Mesdames, Messieurs les Directeurs des Systèmes Financiers Décentralisés ;

Chers collègues des Institutions partenaires au développement,

Mesdames et Messieurs,


La présente initiative conjointe du Programme d’Appui à la stratégie nationale de microfinance (PASNAM) et du Programme d’Appui au Développement Agricole au Togo (PADAT) intervient au moment où le Togo vient d’élaborer un Document de Croissance Accélérée et de Promotion de l’Emploi, stratégie qui fait de l’agriculture une des grandes priorités nationales.

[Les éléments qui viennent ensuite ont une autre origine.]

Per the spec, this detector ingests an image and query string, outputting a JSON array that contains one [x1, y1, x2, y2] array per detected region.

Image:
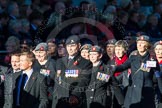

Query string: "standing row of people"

L’importance du secteur agricole au Togo n’est plus à démontrer parce que l’Agriculture occupe plus de 70% de la population active et contribue pour 40% au PIB.
Le Système des Nations Unies appuie cet atelier parce que nous croyons à la contribution du secteur agricole dans la production de la richesse nationale. Ce secteur ne peut durablement contribuer au développement économique nationale que si les producteurs ont accès aux moyens de production et aux financements adaptés.
Les travaux qui vont se dérouler durant ces trois jours devront permettre d’explorer les stratégies et mécanismes en vue d’améliorer le financement agricole à travers la bonne gestion des filières agricoles.
Cette réflexion s’inscrira dans la capitalisation des acquis du Programme d’Appui à la stratégie nationale de microfinance (PASNAM), financé par le PNUD et l’UNCDF, dont la deuxième phase a été lancée en 2009. Ce programme s’est fixé comme mission de favoriser l’accès accru des populations pauvres, notamment les femmes, les ruraux et les micro-entrepreneurs, à des services de microfinance adaptés, diversifiés, grâce à des IMF viables et intégrées au secteur financier.
Ces appuis du PNUD et de l’UNCDF ont permis de :

• Renforcer le cadre légal, règlementaire et institutionnel du secteur de la microfinance, offrant ainsi un environnement sécurisé pour les activités des IMF ;

• Consolider le cadre institutionnel pour une conduite concertée de la stratégie nationale de microfinance et son articulation avec les autres politiques de développement ;

• Professionnaliser les Institutions de Microfinance et le développement d’une offre pérenne de services et produits adaptés et diversifiés.

• et enfin de renforcer l’inclusion financière à travers le développement de l’articulation entre IMF et banques et la mise en place de fonds de garantie.

Je voudrais en profiter pour remercier le Gouvernement du Togo pour les nombreuses actions entreprises ces dernières années pour l’amélioration de la finance inclusive.

Malgré ces avancées, des points restent à améliorer. Il s’agit notamment de l’absence de ressources adaptées au financement des investissements à moyen terme, le développement très faible des réseaux des Systèmes financiers décentralisés (SFD) en milieu rural, ce qui constitue un obstacle au développement des activités économiques notamment agricoles dans ces zones.

C’est en cela que les efforts d’appui au développement du secteur financier doivent se renforcer afin de faciliter le développement et la professionnalisation des Institutions de Microfinance pour mieux répondre aux besoins spécifiques des populations rurales.

Pour finir, je voudrais renouveler ma gratitude à tous ceux et celles qui ont répondu présent à cet atelier et souhaiter plein succès à vos travaux.